Natural gas advanced from a one-week low in New York on speculation that a government report tomorrow will show a bigger-than-average stockpile decline.
Gas rose 0.4 percent on forecasts that U.S. supplies probably fell by 176 billion cubic feet last week, based on the median of 11 analyst estimates compiled by Bloomberg. The five-year average decline for the period is 125 billion. Temperatures in parts of the Northeast and Midwest were below normal for most of the seven days, according to AccuWeather Inc.
“We should see at least a triple-digit withdrawal,” said Tom Saal, senior vice president of energy trading at FCStone Latin America LLC in Miami. “When people start doing a comparison to prior years, it’s going to show a healthy withdrawal and that is bullish.”
Natural gas for January delivery gained 1.7 cents to settle at $4.433 per million British thermal units on the New York Mercantile Exchange after sliding to $4.377, the lowest intraday price since Dec. 19. Trading volume was 51 percent below the 100-day average at 2:48 p.m. Gas is up 32 percent this year, heading for the biggest annual increase since 2005.
The discount for January futures to February narrowed 1 cent to 4.3 cents. March gas traded 22.1 cents above the April contract, compared with 27 cents on Dec. 24.
May $7 calls were the most active options in electronic trading. They were steady at 0.6 cent per million Btu on volume of 1,253 at 3:16 p.m. Calls accounted for 59 percent of trading volume.
January options expire today and futures for the month will expire tomorrow.

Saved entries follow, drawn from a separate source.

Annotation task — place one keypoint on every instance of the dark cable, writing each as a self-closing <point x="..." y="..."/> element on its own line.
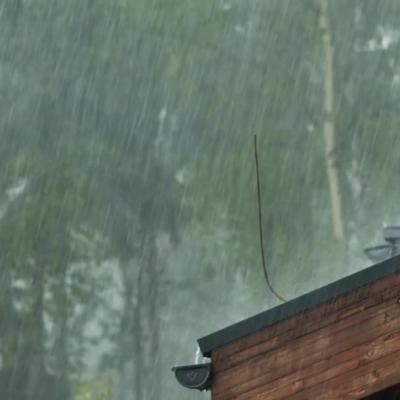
<point x="260" y="226"/>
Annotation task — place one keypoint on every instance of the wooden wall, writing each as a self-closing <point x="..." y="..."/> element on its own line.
<point x="346" y="349"/>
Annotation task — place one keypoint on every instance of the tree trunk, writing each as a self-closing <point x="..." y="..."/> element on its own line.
<point x="329" y="125"/>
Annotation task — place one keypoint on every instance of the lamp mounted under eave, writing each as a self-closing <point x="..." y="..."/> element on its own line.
<point x="196" y="376"/>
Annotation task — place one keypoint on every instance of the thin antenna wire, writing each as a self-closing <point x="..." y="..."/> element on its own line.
<point x="260" y="226"/>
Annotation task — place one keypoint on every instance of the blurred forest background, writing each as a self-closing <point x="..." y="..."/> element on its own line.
<point x="128" y="207"/>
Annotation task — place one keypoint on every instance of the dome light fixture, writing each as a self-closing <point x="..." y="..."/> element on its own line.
<point x="384" y="251"/>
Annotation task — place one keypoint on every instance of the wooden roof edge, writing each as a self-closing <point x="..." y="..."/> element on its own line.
<point x="299" y="305"/>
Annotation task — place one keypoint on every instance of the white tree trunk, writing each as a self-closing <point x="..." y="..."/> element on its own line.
<point x="329" y="125"/>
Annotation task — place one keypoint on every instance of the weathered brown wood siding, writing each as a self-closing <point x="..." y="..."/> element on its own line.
<point x="348" y="348"/>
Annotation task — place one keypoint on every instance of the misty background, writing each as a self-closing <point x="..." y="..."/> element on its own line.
<point x="128" y="202"/>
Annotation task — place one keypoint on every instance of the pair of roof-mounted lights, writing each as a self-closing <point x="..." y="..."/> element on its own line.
<point x="379" y="253"/>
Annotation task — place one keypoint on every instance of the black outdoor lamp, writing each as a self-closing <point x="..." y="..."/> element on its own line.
<point x="384" y="251"/>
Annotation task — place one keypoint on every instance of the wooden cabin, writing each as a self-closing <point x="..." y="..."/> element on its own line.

The Energy Information Administration, the statistical arm of the Energy Department, is scheduled to release its weekly gas inventory report at 10:30 a.m. tomorrow, a day later than usual because of Christmas. Estimates for the seven days ended Dec. 20 ranged from declines of 163 billion to 192 billion cubic feet. Supplies dropped 74 billion the same week last year.
Stockpiles fell by 586 billion cubic feet in the five weeks ended Dec. 13, more than double the five-year average decline of 267 billion for the same period, EIA data show. Inventory levels dropped 285 billion in last week’s report, the largest decline in records going back to 1994, after a blast of arctic air.
Supplies in the week ended Dec. 13 tumbled to 3.248 trillion cubic feet, 7.4 percent below the five-year average, the widest deficit in records going back to 2005.
“We expect the robust draw for last week and the cold in the forward temperature to limit the downside,” Tim Evans, an energy analyst at Citi Futures and OTC Clearing in New York, said in a note to clients today.
Commodity Weather Group LLC said most of the lower 48 states would have seasonal weather over the next five days, keeping a blast of Canadian cold air from spreading southward until next week. Weather models show the prevailing pattern is for below-normal temperatures in the U.S. East from Dec. 31 through Jan. 9, Matt Rogers, president of the Bethesda, Maryland-based forecaster, said in a note to clients today.
The high temperature in New York City on Dec. 30 will be 42 degrees Fahrenheit (6 Celsius), 3 above normal, before plunging the next day to 29 degrees, 10 below the norm, according to AccuWeather Inc. in State College, Pennsylvania. Chicago’s high of 34 tomorrow will drop to 11 on Dec. 30, 21 below average.
The government’s midday Global System Forecast model was “in good agreement with the earlier runs,” signaling a strong outbreak of cold in the Midwest starting Dec. 30 that will push into the Northeast the following day or two, said Jim Southard, meteorologist with Frontier Weather Inc. in Tulsa, Oklahoma.
The highs in places including Minneapolis, which will be 20 to 25 degrees below normal early next week, will struggle to get above zero, said Southard. Northeast temperatures may be 10 to 15 degrees lower than usual, he said.
About 49 percent of U.S. households use gas for heating, EIA data show. The heating season from November through March is the peak demand period for the fuel in the lower 48 states.